On the macro side, upcoming events could shake things up. The US ISM Manufacturing PMI (July 1) and the NFP report (July 2) are high-impact. Markets expect a slight dip in ISM to 53.7 and a softer NFP at 114K vs 172K prior. If data disappoints, the dollar could weaken and give GBP/USD a bounce. Additionally, both the Fed Chair and BOE Governor speak on July 1 – traders will watch for any rate-cut hints. The BOE has been more cautious, which supports GBP relative to USD when risk appetite is stable.
Important divergence to note: Even with a weak correlation, the yield spread narrowing (UK yields falling faster than US yields) typically points to a weaker pound. Yet the recent price drop aligns with this narrowing – suggesting the spread is currently a supportive factor for the bearish move, not a contradictory one. But don’t rely solely on it; watch risk flows and event risk.
In short, GBP/USD looks vulnerable below 1.32, but the weak correlation with yield spreads tells you other drivers matter more. Focus on US labor data and central bank tone this week. A rally back above 1.33 would negate the breakdown, while a close below 1.31 could accelerate selling. Stay nimble.

COT Analysis
GBP/USD price on the daily timeframe has declined from 1.345 in early June 2026 to around 1.319 by late June, while the Asset Managers vs Dealers spread moved deeper into negative territory (from -0.21 to -0.35). This simultaneous drop in price and spread indicates bearish convergence, meaning commercial dealers are increasingly net long against asset managers, reinforcing the downside momentum. The earlier period from April to May 2026 showed a brief divergence where price rose while spread fell, but the current alignment suggests persistent selling pressure. For daily and weekly traders, the COT data now confirms the bearish trend, with no sign of reversal in positioning.

GBP/USD price and the Large vs Commercial Net Position ratio show a clear convergence since early 2026, as both moved lower together after a period of divergence in late 2025. The ratio turned deeply negative from May 2026 onward, aligning with the recent price decline from the 1.36 area to near 1.32. Currently, price sits around 1.3188 with the COT spread at -0.259, indicating that large speculators maintain a strong net short bias while commercial traders are net long—a bearish sentiment consistent with the ongoing downtrend. This alignment suggests persistent selling pressure on the daily and weekly timeframes.

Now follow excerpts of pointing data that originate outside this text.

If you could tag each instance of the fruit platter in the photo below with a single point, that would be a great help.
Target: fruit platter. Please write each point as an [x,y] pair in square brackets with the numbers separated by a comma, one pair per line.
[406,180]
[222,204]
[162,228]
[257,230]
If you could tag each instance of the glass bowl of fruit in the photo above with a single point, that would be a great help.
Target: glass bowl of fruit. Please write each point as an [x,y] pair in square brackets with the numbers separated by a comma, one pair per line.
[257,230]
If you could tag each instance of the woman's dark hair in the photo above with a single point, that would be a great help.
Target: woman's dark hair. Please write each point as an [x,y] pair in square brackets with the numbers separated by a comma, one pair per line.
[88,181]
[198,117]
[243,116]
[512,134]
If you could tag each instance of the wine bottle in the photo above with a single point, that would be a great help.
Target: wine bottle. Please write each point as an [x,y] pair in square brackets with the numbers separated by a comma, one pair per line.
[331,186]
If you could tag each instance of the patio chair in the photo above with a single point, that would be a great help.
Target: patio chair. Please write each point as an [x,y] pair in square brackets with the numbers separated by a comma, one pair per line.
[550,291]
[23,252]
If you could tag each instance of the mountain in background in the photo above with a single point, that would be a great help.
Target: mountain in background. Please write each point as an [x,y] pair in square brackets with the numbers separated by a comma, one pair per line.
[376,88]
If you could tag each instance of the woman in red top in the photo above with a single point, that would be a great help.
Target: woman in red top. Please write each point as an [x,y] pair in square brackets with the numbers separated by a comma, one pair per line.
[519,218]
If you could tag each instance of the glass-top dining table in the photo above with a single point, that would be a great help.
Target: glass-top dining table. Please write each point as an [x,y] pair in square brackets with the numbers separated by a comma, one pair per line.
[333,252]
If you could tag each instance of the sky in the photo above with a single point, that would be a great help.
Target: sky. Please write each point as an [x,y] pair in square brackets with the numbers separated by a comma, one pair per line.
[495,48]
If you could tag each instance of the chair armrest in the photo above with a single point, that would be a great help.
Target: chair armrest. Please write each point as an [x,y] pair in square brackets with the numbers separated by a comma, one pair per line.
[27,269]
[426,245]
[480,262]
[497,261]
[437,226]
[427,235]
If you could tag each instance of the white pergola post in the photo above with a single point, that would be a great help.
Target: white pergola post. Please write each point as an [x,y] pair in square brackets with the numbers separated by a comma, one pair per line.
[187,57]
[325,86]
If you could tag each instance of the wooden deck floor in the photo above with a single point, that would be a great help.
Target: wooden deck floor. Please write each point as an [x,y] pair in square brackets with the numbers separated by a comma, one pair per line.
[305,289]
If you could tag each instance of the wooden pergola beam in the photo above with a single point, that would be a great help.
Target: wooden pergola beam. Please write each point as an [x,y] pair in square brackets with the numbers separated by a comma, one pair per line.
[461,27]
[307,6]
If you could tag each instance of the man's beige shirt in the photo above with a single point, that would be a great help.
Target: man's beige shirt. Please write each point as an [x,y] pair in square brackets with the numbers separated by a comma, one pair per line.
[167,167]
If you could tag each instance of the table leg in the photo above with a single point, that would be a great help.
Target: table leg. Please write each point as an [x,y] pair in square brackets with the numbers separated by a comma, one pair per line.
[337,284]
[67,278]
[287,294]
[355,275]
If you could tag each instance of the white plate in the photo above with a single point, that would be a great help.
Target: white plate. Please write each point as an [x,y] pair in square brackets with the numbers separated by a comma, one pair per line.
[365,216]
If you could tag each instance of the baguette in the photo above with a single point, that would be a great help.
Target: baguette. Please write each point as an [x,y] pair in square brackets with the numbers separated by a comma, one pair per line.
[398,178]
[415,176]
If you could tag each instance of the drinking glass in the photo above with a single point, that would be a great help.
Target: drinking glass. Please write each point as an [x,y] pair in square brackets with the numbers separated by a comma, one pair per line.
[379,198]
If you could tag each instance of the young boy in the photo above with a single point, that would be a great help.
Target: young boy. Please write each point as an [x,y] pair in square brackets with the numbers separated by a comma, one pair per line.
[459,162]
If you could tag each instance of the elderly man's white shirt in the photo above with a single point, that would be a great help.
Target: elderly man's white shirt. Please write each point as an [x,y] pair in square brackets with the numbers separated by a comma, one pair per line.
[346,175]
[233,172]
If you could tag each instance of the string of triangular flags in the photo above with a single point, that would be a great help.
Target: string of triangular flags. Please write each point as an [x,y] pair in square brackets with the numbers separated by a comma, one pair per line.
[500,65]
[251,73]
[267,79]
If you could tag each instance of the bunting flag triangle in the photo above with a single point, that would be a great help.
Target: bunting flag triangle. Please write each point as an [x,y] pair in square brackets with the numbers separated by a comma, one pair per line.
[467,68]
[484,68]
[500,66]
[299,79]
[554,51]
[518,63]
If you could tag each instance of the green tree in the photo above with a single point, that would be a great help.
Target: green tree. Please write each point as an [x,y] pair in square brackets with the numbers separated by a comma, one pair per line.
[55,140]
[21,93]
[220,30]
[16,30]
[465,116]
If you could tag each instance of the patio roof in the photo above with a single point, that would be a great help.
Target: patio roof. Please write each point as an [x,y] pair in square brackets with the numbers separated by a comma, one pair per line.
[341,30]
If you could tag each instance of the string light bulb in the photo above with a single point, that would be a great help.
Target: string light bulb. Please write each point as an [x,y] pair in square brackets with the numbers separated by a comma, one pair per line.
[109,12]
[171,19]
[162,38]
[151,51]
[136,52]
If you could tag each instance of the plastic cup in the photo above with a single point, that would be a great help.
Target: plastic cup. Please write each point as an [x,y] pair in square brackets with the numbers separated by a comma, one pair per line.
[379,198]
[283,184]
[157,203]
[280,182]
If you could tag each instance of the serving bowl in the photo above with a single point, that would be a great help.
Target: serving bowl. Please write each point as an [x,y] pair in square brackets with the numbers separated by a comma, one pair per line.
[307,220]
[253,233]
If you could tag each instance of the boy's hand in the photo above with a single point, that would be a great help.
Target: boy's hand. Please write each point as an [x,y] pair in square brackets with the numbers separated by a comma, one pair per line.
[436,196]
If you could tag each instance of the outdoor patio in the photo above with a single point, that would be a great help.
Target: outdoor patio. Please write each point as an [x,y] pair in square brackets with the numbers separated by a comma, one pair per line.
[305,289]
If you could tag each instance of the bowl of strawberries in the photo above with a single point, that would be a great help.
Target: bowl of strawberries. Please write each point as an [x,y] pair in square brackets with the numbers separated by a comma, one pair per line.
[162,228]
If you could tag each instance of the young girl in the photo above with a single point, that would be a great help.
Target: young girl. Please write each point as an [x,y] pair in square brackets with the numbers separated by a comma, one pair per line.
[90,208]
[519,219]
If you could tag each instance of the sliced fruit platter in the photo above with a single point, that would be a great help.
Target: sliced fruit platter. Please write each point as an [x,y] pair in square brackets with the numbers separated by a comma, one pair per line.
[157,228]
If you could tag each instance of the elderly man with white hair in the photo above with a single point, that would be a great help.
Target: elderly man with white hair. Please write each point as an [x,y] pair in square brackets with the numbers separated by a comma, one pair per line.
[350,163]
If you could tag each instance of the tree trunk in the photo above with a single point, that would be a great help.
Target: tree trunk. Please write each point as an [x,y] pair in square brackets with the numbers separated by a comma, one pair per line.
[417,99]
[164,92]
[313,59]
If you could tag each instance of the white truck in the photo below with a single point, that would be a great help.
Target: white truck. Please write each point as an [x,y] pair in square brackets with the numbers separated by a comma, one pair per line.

From late May 2026, GBP/USD price and the Large Traders Net Position ratio both declined sharply, showing a bearish convergence. However, over the last two weeks of June, price continued to make new lows near 1.317 while the ratio flattened around 0.8829, creating a bullish divergence. This divergence suggests that the selling pressure may be exhausting, and the downtrend could be losing momentum.